Graph Neural Networks for Grid Control: Prospects in AI-assisted Transmission Grid Operation

Conference: ETG Kongress 2025 - Voller Energie – heute und morgen.
05/21/2025 at Kassel, Germany

Proceedings: ETG-Fb. 176: ETG Kongress 2025

Pages: 8Language: englishTyp: PDF

Authors:
Holzhueter, Clara; Lytaev, Pawel; Dipp, Marcel; Hassouna, Mohamed; Brendlinger, Kurt; Viebahn, Jan; Gegelman, Wiktor; Merz, Christian

Abstract:
Transmission grid congestion management and outage planning are critical tasks in modern grid operation due to the non-linear nature of power flows and the large-scale optimization challenges faced by operators.
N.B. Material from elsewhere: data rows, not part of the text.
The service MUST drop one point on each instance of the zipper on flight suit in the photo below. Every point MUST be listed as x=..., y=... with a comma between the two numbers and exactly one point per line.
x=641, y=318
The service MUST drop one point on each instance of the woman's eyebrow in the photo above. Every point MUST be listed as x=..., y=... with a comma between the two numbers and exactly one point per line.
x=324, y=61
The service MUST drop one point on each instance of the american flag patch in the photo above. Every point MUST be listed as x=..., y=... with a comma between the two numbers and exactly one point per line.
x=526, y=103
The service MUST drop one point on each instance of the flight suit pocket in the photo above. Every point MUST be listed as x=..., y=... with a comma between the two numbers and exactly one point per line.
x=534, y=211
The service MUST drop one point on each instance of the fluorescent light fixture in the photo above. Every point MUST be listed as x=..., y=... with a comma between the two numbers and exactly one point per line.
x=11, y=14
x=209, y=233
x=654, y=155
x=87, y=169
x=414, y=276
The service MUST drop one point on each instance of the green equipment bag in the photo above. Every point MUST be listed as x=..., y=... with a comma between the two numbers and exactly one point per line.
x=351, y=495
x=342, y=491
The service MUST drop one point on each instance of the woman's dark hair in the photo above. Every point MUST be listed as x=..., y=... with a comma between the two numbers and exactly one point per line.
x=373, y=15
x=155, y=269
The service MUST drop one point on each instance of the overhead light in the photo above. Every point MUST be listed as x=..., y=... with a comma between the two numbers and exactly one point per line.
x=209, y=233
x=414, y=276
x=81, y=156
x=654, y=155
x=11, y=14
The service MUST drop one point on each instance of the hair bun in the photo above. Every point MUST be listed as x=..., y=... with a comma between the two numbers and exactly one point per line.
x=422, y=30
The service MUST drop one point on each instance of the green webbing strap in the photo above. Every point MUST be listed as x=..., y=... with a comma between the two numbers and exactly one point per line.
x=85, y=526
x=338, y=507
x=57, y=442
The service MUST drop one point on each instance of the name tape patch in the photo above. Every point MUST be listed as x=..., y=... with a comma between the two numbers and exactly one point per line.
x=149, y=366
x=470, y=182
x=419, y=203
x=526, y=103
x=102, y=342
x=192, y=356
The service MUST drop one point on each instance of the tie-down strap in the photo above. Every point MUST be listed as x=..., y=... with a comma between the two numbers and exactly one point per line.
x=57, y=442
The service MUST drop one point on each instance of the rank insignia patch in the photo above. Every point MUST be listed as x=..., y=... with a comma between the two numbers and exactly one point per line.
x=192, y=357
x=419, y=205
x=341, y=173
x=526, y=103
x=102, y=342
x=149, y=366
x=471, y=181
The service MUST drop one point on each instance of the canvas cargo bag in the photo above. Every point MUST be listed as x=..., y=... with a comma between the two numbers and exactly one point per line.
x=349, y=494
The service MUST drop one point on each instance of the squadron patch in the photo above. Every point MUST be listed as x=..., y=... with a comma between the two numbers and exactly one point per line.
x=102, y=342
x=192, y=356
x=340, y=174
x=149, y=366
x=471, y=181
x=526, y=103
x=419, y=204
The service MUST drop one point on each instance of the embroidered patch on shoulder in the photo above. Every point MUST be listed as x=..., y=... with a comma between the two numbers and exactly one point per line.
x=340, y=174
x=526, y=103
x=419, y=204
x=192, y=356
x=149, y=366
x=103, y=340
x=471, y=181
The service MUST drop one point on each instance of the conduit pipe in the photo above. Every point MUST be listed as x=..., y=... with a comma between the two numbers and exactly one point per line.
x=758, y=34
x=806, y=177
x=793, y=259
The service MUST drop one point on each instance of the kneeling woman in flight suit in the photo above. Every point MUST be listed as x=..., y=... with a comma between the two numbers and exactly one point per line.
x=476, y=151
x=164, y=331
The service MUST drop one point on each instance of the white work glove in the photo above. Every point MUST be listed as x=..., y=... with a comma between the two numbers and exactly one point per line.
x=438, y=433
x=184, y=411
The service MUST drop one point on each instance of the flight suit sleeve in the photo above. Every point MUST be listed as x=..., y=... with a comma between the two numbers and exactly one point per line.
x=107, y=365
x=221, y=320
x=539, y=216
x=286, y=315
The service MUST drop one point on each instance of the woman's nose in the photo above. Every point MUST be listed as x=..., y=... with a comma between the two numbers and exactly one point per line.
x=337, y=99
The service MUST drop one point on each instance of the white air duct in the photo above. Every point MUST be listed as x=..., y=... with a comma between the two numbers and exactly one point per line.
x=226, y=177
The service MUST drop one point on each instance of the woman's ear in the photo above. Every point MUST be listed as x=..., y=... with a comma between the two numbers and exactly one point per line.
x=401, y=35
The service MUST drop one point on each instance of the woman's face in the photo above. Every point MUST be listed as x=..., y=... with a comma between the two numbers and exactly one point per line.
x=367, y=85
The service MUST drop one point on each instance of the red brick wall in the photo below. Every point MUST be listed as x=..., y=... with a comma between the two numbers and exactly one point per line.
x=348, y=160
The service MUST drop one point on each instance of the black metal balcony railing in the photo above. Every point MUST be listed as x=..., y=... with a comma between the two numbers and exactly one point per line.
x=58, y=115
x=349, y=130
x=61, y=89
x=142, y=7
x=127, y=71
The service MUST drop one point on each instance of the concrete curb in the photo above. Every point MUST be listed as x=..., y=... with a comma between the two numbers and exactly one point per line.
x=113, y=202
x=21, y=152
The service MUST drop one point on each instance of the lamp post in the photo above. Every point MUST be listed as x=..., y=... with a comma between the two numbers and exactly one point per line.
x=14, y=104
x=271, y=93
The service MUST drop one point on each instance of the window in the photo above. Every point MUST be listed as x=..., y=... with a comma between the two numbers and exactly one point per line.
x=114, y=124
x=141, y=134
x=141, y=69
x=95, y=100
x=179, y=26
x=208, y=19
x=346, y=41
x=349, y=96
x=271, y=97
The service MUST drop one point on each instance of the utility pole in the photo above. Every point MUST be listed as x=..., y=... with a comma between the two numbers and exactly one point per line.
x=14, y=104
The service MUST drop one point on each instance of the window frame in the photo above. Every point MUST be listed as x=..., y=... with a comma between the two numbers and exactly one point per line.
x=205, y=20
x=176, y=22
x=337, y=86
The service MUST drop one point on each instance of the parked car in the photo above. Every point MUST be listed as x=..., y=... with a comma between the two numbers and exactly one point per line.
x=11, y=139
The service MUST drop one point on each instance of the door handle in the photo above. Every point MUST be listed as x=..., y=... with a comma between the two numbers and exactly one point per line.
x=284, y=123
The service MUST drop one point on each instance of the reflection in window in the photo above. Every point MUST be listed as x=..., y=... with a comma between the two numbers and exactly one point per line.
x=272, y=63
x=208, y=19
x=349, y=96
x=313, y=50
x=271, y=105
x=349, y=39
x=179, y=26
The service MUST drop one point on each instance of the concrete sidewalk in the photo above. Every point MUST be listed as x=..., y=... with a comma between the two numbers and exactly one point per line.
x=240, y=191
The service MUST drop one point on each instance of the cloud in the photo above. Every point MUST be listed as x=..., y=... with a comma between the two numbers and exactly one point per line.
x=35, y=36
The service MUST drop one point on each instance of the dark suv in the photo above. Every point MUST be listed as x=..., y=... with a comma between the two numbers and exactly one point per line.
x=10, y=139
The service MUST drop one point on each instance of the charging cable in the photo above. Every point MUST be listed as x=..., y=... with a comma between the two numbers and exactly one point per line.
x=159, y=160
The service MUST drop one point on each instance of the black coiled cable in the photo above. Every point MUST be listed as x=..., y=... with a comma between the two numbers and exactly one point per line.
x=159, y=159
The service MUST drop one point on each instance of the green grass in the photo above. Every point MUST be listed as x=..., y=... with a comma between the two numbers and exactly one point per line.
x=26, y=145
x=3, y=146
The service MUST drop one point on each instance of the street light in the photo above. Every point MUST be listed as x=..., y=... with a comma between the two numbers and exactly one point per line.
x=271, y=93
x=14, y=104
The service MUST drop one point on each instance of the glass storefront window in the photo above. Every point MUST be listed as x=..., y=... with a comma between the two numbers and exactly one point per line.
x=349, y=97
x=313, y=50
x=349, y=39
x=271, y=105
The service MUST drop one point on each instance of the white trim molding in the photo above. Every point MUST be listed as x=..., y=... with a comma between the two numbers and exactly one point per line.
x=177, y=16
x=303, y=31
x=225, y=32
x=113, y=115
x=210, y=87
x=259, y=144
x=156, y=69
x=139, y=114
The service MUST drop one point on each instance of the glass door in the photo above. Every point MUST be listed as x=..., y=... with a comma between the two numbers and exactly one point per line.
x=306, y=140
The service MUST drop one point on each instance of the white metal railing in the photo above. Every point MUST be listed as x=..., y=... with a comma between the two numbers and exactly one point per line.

Traditionally, overloads are addressed through generator redispatch, a costly and therefore suboptimal measure. In the project "Graph Neural Networks for Grid Control" (GNN4GC), we investigate alternative strategies, focusing on topological remedial actions that could minimize or even completely eliminate redispatch costs. Topology optimization, a core aspect of this project, presents significant challenges due to its combinatorial nature, requiring extensive computational resources for power flow calculations. To address this, GNN4GC is split into three stages. In the first stage, we explore the use of Graph Neural Networks (GNNs) to accelerate these calculations and benchmark their performance against established tools like pandapower and a DC power flow solver developed by 50Hertz Transmission GmbH and TenneT TSO GmbH. In the second stage, we use Reinforcement Learning and other heuristics to select suitable topologies and solve the topology optimization problem. As a third stage, we test the respective agent on real-life grids to benchmark the methodology. The aim of the final stage is to build a recommender system that can be used in a control room in the future.